In the latest of these adventures, the US Justice Department is charging a North Korean with the Sony hack and the Wannacry attacks. "Park Jin Hyok was accused in a criminal complaint dated June 8 but unsealed Thursday of working with other unnamed co-conspirators to conduct a series of cyberattacks on corporate and financial networks to steal money and information at the direction of the North Korean government."
In the same week, the British have charged two GRU officers who attempted to murder Sergei Skripal with a Russian nerve agent. That was on top of the Chinese military officers charged for stealing corporate secrets (link to previous post) . Somewhere along the line, governments seem to have discovered that intelligence services do things the governments deny, so indicting them years later is proof that their denials were hollow.
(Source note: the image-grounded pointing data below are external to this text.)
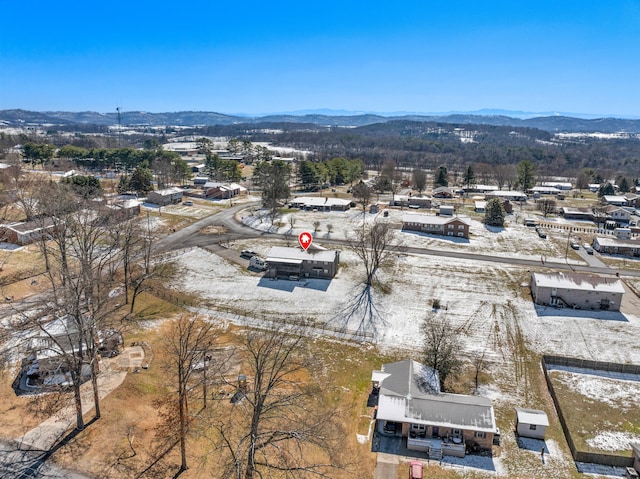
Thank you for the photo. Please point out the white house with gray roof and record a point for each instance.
(438, 225)
(411, 406)
(577, 290)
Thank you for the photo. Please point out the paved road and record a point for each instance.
(234, 230)
(16, 463)
(190, 235)
(387, 466)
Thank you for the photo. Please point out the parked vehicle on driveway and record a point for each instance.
(256, 262)
(415, 470)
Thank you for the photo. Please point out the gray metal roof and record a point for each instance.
(407, 395)
(283, 254)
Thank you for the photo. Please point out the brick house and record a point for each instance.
(438, 225)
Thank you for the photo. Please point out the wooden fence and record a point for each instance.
(578, 455)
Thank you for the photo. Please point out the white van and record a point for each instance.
(257, 262)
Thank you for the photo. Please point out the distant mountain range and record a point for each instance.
(340, 118)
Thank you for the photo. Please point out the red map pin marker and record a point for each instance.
(305, 239)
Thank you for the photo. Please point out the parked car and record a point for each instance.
(415, 470)
(256, 262)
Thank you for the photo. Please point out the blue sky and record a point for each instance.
(260, 56)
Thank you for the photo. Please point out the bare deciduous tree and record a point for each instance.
(547, 206)
(442, 346)
(77, 309)
(187, 345)
(371, 244)
(419, 178)
(281, 424)
(362, 192)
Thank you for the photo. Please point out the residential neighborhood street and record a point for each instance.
(190, 236)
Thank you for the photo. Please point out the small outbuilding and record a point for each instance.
(577, 290)
(167, 196)
(635, 454)
(531, 423)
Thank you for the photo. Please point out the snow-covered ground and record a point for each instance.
(489, 300)
(515, 240)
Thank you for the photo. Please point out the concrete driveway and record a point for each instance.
(387, 466)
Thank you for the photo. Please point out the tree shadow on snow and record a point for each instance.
(361, 313)
(600, 314)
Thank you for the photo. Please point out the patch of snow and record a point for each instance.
(613, 440)
(614, 392)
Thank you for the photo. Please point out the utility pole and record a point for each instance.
(119, 128)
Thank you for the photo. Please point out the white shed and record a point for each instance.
(531, 423)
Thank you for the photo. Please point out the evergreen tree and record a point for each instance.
(124, 184)
(623, 185)
(494, 213)
(441, 177)
(526, 174)
(469, 177)
(606, 189)
(141, 179)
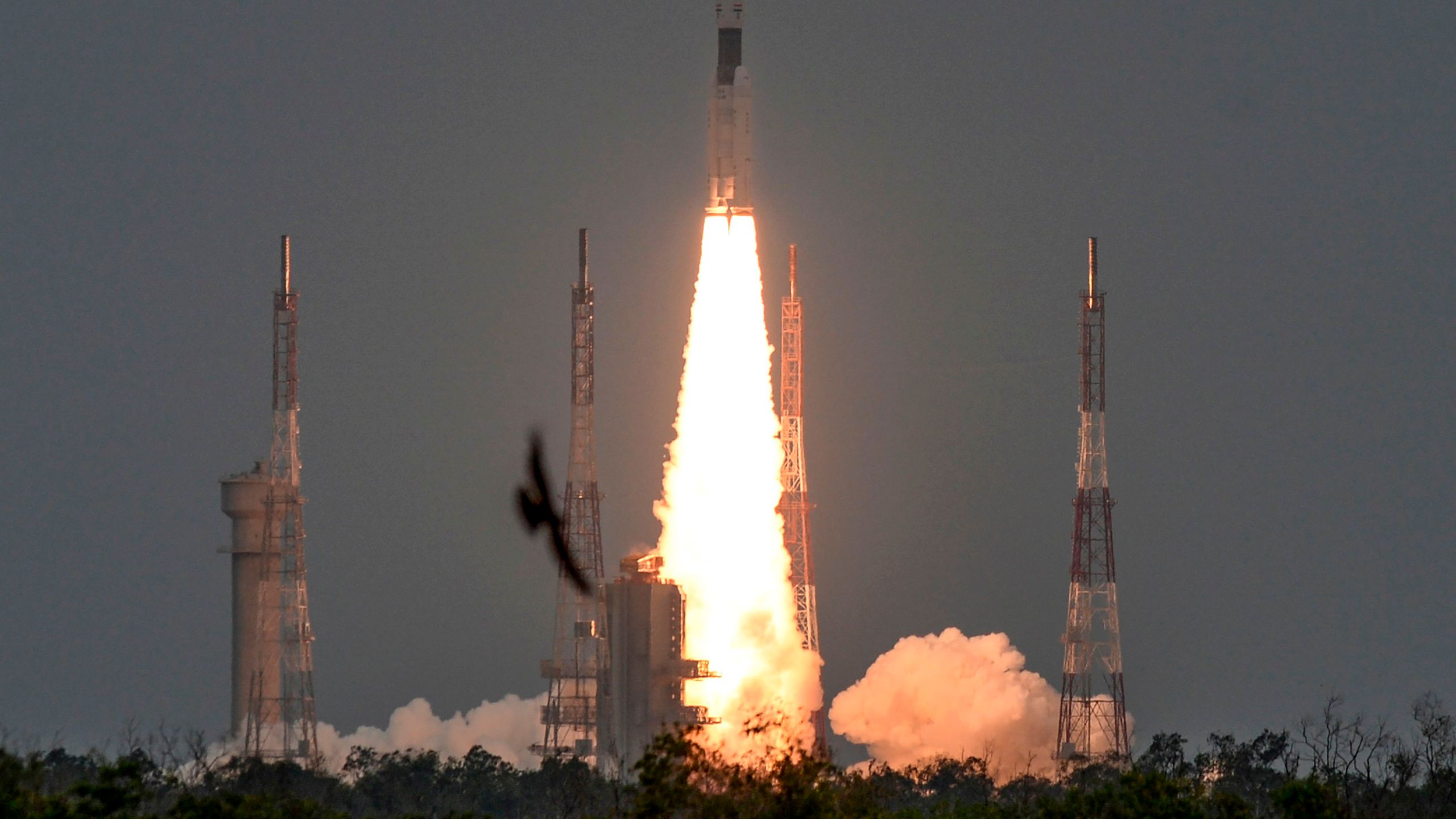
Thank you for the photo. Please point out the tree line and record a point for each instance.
(1329, 766)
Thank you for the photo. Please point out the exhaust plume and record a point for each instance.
(723, 537)
(506, 729)
(953, 696)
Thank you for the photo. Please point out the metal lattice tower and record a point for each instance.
(794, 503)
(1094, 719)
(282, 722)
(577, 672)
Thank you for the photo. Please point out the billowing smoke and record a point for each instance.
(953, 696)
(723, 537)
(506, 729)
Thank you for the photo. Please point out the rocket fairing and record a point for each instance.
(730, 102)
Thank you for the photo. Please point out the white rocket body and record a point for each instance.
(730, 105)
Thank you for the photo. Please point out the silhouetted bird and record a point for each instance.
(537, 511)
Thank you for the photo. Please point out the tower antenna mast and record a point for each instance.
(577, 672)
(282, 721)
(1094, 717)
(794, 504)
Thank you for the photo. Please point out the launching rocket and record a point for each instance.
(730, 101)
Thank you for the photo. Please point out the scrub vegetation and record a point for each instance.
(1329, 766)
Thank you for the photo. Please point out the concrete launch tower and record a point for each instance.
(647, 662)
(1093, 719)
(273, 639)
(794, 503)
(577, 671)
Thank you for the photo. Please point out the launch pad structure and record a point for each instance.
(273, 637)
(577, 671)
(1093, 703)
(794, 504)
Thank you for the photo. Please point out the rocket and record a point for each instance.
(730, 101)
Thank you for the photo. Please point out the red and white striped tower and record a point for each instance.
(1094, 719)
(794, 503)
(282, 722)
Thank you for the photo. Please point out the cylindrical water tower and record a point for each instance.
(255, 589)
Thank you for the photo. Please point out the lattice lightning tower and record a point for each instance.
(282, 722)
(1094, 719)
(794, 503)
(577, 671)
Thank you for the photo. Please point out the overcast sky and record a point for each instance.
(1272, 187)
I want to remind everyone what DNI James Clapper said about this in one of his many testimonies on the Hill. He was referring to the theft of data from OPM, our holder of security clearance information. "People should remember we live in glass houses." He elaborated on it, but the idea was intelligence services do this kind of thing all the time but they don't arrest one another, or even make this kind of discovery public. It makes other intelligence services be more careful to not get caught. That makes intelligence collection everywhere harder to do. They have enough help with that aspect from our technology companies in the US.
I think these indictments are a waste of time and done by people who know very little about how Intelligence works. Trials, even trial preparation, expose sources and methods. The prosecution has to say how they know the person is guilty, should he ever come to trial (not likely). So exposing sources and methods for a person or persons who will never stand trial is not just a waste of time; it is an unnecessary risk to the community.